Die Weite des Wohnungsbegriffs hat zur Folge, dass an die Zulässigkeit von Eingriffen und Beschränkungen im Sinne von Art. 13 Abs. 7 GG je nach der Nähe der Örtlichkeiten zur räumlichen Privatsphäre unterschiedlich hohe Anforderungen gestellt werden. Während bei Räumen, in denen sich das Privatleben im engeren Sinn abspielt, das Schutzbedürfnis am größten ist und der Schutzzweck des Grundrechts daher in vollem Umfang durchgreift, wird das Schutzbedürfnis beispielsweise bei reinen Betriebs-, Geschäfts- oder Arbeitsräumen durch den Zweck gemindert, den sie nach dem Willen des Inhabers besitzen. Je größer ihre Offenheit nach außen ist und je mehr sie zur Aufnahme sozialer Kontakte für Dritte bestimmt sind, desto schwächer wird der grundrechtliche Schutz. Nach diesen Grundsätzen stellen zum Beispiel Rechte zum Betreten von Betriebsräumen keine "Eingriffe und Beschränkungen" im Sinne von Art. 13 Abs. 7 GG dar und verstoßen nicht gegen Art. 13 Abs. 1 GG, wenn eine besondere gesetzliche Vorschrift zum Betreten ermächtigt, das Betreten einem erlaubten Zweck dient und für dessen Erreichung erforderlich ist, das Gesetz Zweck, Gegenstand und Umfang des Betretens erkennen lässt und das Betreten auf Zeiten beschränkt wird, in denen die Räume normalerweise für die betriebliche Nutzung zur Verfügung stehen (vgl.
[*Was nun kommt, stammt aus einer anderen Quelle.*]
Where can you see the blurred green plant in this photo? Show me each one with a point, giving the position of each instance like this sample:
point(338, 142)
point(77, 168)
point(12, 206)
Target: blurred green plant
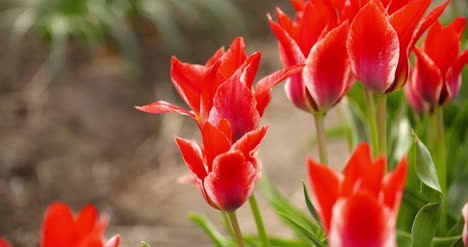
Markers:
point(101, 22)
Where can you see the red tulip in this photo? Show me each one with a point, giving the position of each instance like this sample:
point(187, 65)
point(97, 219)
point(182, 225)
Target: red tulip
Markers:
point(317, 39)
point(225, 172)
point(222, 88)
point(465, 229)
point(61, 228)
point(359, 207)
point(382, 36)
point(439, 64)
point(4, 243)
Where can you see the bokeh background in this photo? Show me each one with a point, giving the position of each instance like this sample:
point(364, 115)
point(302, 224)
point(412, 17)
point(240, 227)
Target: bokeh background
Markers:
point(71, 72)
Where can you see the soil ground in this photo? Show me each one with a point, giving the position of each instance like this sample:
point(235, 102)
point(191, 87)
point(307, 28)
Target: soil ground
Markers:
point(79, 140)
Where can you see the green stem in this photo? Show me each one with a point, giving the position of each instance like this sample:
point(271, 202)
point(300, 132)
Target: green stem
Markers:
point(441, 166)
point(259, 221)
point(236, 228)
point(322, 145)
point(371, 121)
point(227, 224)
point(382, 122)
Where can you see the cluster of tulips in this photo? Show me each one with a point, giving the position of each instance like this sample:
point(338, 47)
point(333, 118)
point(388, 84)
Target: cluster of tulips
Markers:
point(325, 49)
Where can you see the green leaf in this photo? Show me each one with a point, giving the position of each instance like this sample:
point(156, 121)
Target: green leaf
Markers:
point(403, 239)
point(448, 241)
point(303, 229)
point(274, 241)
point(424, 165)
point(282, 206)
point(457, 195)
point(309, 204)
point(425, 225)
point(214, 235)
point(144, 244)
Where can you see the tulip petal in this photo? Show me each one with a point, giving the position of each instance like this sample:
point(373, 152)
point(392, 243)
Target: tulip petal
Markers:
point(298, 5)
point(428, 81)
point(465, 229)
point(393, 186)
point(233, 58)
point(413, 98)
point(215, 142)
point(325, 185)
point(405, 21)
point(250, 142)
point(265, 85)
point(363, 174)
point(218, 54)
point(327, 68)
point(442, 44)
point(249, 69)
point(426, 23)
point(4, 243)
point(236, 103)
point(290, 53)
point(193, 157)
point(288, 25)
point(453, 78)
point(374, 49)
point(58, 226)
point(164, 107)
point(232, 181)
point(318, 16)
point(186, 79)
point(113, 242)
point(360, 220)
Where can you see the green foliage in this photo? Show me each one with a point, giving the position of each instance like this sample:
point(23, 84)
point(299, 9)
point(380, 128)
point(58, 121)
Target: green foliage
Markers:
point(308, 230)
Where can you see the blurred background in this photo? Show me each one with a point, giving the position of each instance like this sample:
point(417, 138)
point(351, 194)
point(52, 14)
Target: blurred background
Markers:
point(71, 72)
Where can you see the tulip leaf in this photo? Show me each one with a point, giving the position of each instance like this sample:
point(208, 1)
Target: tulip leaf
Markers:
point(425, 225)
point(309, 204)
point(424, 166)
point(447, 241)
point(144, 244)
point(403, 239)
point(284, 207)
point(274, 242)
point(458, 243)
point(303, 229)
point(204, 224)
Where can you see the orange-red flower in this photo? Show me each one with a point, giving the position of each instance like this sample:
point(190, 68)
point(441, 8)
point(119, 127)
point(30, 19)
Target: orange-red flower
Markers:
point(381, 38)
point(317, 39)
point(359, 207)
point(225, 172)
point(437, 76)
point(61, 228)
point(223, 88)
point(415, 101)
point(4, 243)
point(465, 229)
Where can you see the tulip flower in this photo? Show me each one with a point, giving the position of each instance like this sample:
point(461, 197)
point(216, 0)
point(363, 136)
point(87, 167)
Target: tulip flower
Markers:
point(382, 37)
point(465, 229)
point(439, 65)
point(4, 243)
point(225, 172)
point(317, 40)
point(61, 228)
point(222, 88)
point(359, 207)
BVerfG, Urt. v. 17.02.1998 - 1 BvF 1/91 - BVerfGE 97, 228, und Beschl. v. 13.10.1971, a.a.O.; Papier, a.a.O., Art. 13 Rn. 15 ff., 20; Jarass, a.a.O., Art. 13 Rn. 10a; Gornig, a.a.O., Art. 13 Rn. 26; Hofmann, a.a.O., Art. 13 Rn. 8; zum Gesetzesvorbehalt für Betretensrechte auch VGH Bad.-Württ., Beschl. v. 15.12.1992, a.a.O. <Rechtswidrigkeit von allein satzungsrechtlich normierten Betretungsrechten eines kommunalen "Müllbeauftragten">; jeweils m.w.N.).

d) Für die Entscheidung, ob ausgehend von den vorstehenden Maßstäben Räume der Flüchtlingsunterbringung als "Wohnung" im Sinne von Art. 13 Abs. 1 GG einzuordnen sind und welchen Schutz ihnen Art. 13 Abs. 2 und 7 GG konkret vermittelt, ist der unions-, bundes- und landesgesetzliche Rahmen zu berücksichtigen, innerhalb dessen die Flüchtlingsunterbringung erfolgt.
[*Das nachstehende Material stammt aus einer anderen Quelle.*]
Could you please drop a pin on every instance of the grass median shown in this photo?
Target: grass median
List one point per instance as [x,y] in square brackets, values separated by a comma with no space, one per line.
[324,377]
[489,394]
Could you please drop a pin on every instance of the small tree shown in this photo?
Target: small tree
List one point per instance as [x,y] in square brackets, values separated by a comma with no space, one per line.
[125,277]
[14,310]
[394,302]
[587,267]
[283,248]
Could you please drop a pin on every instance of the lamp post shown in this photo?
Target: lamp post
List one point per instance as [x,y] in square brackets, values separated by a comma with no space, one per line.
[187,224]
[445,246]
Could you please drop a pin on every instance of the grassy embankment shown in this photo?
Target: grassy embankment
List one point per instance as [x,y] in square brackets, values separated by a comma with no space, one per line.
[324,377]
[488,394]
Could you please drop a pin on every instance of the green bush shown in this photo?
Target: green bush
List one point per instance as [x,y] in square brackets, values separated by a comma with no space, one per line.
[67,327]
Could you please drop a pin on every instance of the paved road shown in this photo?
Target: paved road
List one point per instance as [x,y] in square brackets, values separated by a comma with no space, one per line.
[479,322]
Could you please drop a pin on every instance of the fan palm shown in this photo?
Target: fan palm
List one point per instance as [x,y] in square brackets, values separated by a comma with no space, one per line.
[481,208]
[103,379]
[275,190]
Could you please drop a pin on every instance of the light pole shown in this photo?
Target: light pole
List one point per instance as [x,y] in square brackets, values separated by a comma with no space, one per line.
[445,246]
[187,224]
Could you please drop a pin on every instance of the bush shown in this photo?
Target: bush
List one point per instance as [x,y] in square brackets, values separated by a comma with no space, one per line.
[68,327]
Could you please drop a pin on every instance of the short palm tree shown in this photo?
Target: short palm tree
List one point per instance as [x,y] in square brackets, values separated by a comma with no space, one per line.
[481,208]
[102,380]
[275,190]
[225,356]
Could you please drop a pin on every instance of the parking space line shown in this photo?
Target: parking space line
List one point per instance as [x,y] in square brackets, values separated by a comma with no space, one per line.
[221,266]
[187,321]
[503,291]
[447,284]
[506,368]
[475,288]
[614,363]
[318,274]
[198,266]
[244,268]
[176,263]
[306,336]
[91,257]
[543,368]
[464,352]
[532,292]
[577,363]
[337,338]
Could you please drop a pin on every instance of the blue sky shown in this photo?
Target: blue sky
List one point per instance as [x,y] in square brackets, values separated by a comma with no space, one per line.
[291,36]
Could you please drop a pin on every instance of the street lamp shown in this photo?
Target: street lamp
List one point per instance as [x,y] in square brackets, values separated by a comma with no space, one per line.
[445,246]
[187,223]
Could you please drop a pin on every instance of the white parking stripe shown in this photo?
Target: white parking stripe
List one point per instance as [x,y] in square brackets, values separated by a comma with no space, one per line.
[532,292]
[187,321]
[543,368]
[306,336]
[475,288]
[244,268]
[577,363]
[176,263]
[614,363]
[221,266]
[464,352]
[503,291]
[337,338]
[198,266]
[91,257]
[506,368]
Unionsrechtliche Maßgaben enthält die Aufnahmerichtlinie 2013/33/EU. [...]

Der Umsetzung der vorgenannten Richtlinie dient auf der Ebene des Bundesrechts insbesondere das Asylgesetz (vgl. den Verweis in der Präambel dieses Gesetzes auf die Vorgänger-Richtlinie 2003/9/EG des Rates vom 27.01.2003 <ABl. EU Nr. L 31 S. 18>). [...]

Der Landesgesetzgeber hat nähere Bestimmungen zur Aufnahme von Asylbewerbern im Gesetz über die Aufnahme von Flüchtlingen getroffen (Flüchtlingsaufnahmegesetz - FlüAG <GBl. 2013, S. 493, zuletzt geändert durch Gesetz vom 21.12.2021, GBl. 2022, S. 1>), das während der Unterbringung des Klägers in der LEA Ellwangen in der Fassung vom 11.03.2017 galt (im Folgenden: FlüAG a.F.). Dieses Gesetz ist "getragen vom Grundsatz eines menschenwürdigen Umgangs mit Flüchtlingen" (§ 1 Abs. 1 Satz 1 FlüAG).[...]

e) An den eingangs genannten Maßstäben für den Begriff der "Wohnung" im Sinne von Art. 13 Abs. 1 GG gemessen, ist unter Berücksichtigung des oben skizzierten gesetzlichen Rahmens der Flüchtlingsunterbringung das dem Kläger in der LEA Ellwangen im Jahr 2018 zugewiesene Zimmer als "Wohnung" einzuordnen (aa), die den Schutz von Art. 13 Abs. 2 GG, auf der Ebene von Art. 13 Abs. 7 GG allerdings nur einen eingeschränkten Schutz genießt, wie er ähnlich für Betriebs- und Geschäftsräume gilt (bb). [...]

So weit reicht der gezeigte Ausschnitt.